Improving mobile COVID vaccination efforts through GIS mapping
Anaïs Ladoy, a PhD student at EPFL’s Laboratory of Geographic Information Systems (LASIG), was working on chronic disease prevention when her research took a completely unexpected turn in March 2021. That’s when someone from Vaud Canton’s General Health Office (DGS) asked if she and her supervisor could help the DGS plan the Canton’s mobile vaccination campaign.
“As part of my thesis, I had already met with members of the DGS,” says Ladoy. “I had already visited their headquarters, and they were familiar with my methodological approach.” Her thesis, which she began in January 2019, involved mapping chronic diseases and health problems – such as diabetes, heart disease and obesity – across Vaud Canton with the goal of improving the targeting of prevention campaigns.
Phase one
Ladoy and her supervisor Stéphane Joost, a senior lecturer and researcher, agreed to help. The pair had only ten days to develop a methodology and identify locations where the temporary vaccination centers should be deployed. Ladoy set aside her current research project and threw herself wholeheartedly into the task. A working group was set up between the two EPFL researchers and Louis-Henri Delarageaz, commander of the Vaud’s Office for Civil Protection, and Jérôme Mouton, head of the DGS’s COVID-19 pandemic response team.
“We needed to create an effective, flexible and easy-to-understand approach that could be up and running quickly,” says Ladoy. “It had to be ready in time and approved by the cantonal government committee in charge of vaccination.”
Vulnerability index
Ladoy compiled hundreds of thousands of anonymized records from the Swiss Federal Statistical Office and Vaud Canton. Her goal was to identify areas, by postal code, where vulnerable groups – such as elderly people residing alone, low-income households and non-French speakers – lived but were not in the vicinity of a permanent vaccination center. “I defined variables for each area, such as accessibility to a permanent vaccination center, median income, and residents hit hardest by COVID,” Ladoy says.

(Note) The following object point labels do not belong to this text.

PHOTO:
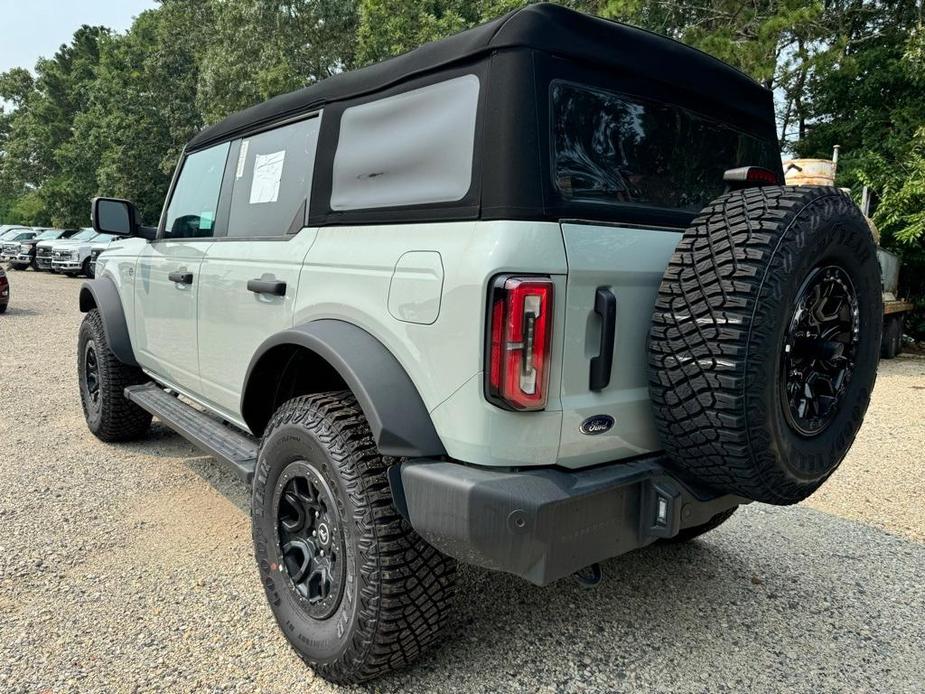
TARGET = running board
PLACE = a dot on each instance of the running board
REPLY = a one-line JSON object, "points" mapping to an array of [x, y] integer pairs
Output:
{"points": [[235, 450]]}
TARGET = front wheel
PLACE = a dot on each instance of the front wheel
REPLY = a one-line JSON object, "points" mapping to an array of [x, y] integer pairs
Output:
{"points": [[103, 380], [354, 589]]}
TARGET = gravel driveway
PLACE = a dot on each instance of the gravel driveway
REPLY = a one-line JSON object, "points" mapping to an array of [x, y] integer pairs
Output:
{"points": [[129, 568]]}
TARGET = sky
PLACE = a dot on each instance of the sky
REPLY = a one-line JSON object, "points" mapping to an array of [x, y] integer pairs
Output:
{"points": [[30, 29]]}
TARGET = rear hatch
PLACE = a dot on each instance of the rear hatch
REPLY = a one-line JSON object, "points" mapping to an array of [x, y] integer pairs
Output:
{"points": [[654, 164], [626, 264]]}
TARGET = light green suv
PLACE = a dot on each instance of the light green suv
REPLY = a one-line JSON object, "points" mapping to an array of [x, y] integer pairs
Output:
{"points": [[528, 298]]}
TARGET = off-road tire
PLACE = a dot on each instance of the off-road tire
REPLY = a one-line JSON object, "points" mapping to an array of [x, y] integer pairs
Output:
{"points": [[716, 344], [688, 534], [115, 417], [398, 589]]}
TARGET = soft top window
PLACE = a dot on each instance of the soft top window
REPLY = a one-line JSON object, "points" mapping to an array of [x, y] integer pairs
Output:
{"points": [[273, 177], [192, 209], [413, 148], [612, 148]]}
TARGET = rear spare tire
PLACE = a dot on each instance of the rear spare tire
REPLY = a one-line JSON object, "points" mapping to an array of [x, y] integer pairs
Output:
{"points": [[764, 342]]}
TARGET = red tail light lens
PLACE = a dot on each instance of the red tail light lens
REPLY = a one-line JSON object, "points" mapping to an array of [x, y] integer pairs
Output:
{"points": [[520, 327]]}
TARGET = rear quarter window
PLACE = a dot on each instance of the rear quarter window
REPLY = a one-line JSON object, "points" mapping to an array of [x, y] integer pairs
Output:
{"points": [[413, 148], [612, 148]]}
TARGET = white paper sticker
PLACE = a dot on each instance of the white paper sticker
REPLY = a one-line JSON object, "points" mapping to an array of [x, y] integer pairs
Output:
{"points": [[268, 171], [242, 159]]}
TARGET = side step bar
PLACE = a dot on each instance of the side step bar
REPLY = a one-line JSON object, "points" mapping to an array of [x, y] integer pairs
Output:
{"points": [[236, 451]]}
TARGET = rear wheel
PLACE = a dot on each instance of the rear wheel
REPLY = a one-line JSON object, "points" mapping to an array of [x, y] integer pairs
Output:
{"points": [[764, 342], [354, 589], [103, 380]]}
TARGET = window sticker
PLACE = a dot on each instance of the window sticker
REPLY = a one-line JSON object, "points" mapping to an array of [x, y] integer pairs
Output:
{"points": [[268, 171], [242, 159]]}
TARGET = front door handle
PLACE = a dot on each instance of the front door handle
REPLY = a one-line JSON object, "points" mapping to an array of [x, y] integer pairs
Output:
{"points": [[605, 305], [181, 277], [261, 286]]}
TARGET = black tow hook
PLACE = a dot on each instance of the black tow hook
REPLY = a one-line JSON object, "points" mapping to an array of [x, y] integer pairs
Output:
{"points": [[590, 576]]}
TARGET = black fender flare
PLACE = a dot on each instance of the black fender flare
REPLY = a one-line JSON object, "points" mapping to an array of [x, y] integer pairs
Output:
{"points": [[399, 420], [103, 295]]}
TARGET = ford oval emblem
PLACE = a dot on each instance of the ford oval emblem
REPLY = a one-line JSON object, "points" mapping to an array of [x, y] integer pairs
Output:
{"points": [[598, 424]]}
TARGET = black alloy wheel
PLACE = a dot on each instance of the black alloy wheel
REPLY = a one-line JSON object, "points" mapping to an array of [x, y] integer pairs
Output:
{"points": [[310, 539], [92, 376], [820, 350]]}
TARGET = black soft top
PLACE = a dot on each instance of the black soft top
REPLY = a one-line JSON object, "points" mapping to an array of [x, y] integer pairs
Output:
{"points": [[548, 28]]}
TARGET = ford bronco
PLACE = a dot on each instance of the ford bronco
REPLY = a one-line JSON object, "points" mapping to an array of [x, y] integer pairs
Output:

Ladoy then assigned a score to each variable and weighted them based on importance, with input from an immunization expert and taking into account the scientific literature and the Canton’s priorities. This culminated in the creation of a vulnerability index. “Based on these determinants, the civil protection office targeted sites and communities where mobile vaccination centers should be set up.” During this first phase, mobile facilities capable of administering 400 to 600 jabs per day were set up, by and large in community centers, and more than 14,500 people in 31 municipalities were vaccinated.
Phase two
In early June, buoyed by this initial success, the Canton asked the researchers to fine-tune their analyses down to hectare level, a more precise scale that would nevertheless not jeopardize data privacy. Ladoy used up-to-date vaccination statistics to determine which areas were lagging behind the cantonal average. By mid-June, 40% of the population had received at least one dose (about 340,000 people in all).
“This gap with the rest of the Canton has various causes,” says Ladoy. “The groups in question are living under difficult conditions that leave them isolated. They lack information and, for this reason, they often don’t make online appointments or travel to vaccination centers. But when a vaccination facility is accessible locally and information is provided in the appropriate language, people go ahead and get vaccinated. These groups are not vaccine-averse, and it’s well worth reaching out to them.”
The communication office of the Canton’s Department of Health and Social Action (DSAS), which was part of the strategic planning efforts, produced vaccination information in nine languages as well as in simplified French. Flyers were distributed to some 30 social assistance associations, as well as at hairdressers, grocery stores and places where undocumented workers and the homeless gather, and outside businesses in the targeted areas.
Under this new outreach campaign, which was launched in early July, nearly 2,000 people were vaccinated in mobile facilities that operated for 20 days at 36 different sites, including open-air markets, shopping centers and specific neighborhoods that were identified using LASIG’s recommendations.
“Teaming up with LASIG allowed us to carry out a thorough, substantiated and fact-based assessment of the situation. This in turn clarified our thinking and allowed us to target our work more effectively on paper and then in the field. The lab’s scientific input was critical in this planning stage of the cantonal vaccination campaign,” says Louis-Henri Delarageaz.
A partnership for the future
In the end, Ladoy will devote part of her PhD thesis to COVID, and she has already published a paper on detecting COVID clusters in Vaud Canton during the first wave of the pandemic (link below). However, the initial focus of her research has not changed, and her observations quickly pointed to an interaction between chronic diseases and COVID-19. She found that people who suffer from a chronic illness and live in difficult circumstances are more likely to be severely affected by the virus. Experts refer to this as a syndemic.
“I was extremely fortunate that my doctorate involved such a high level of applied research. It also allowed me to show that targeted and effective measures can be implemented by factoring in the geographical aspects of public health,” says Ladoy. “We hope to take part in more collaborative opportunities like this in the future.”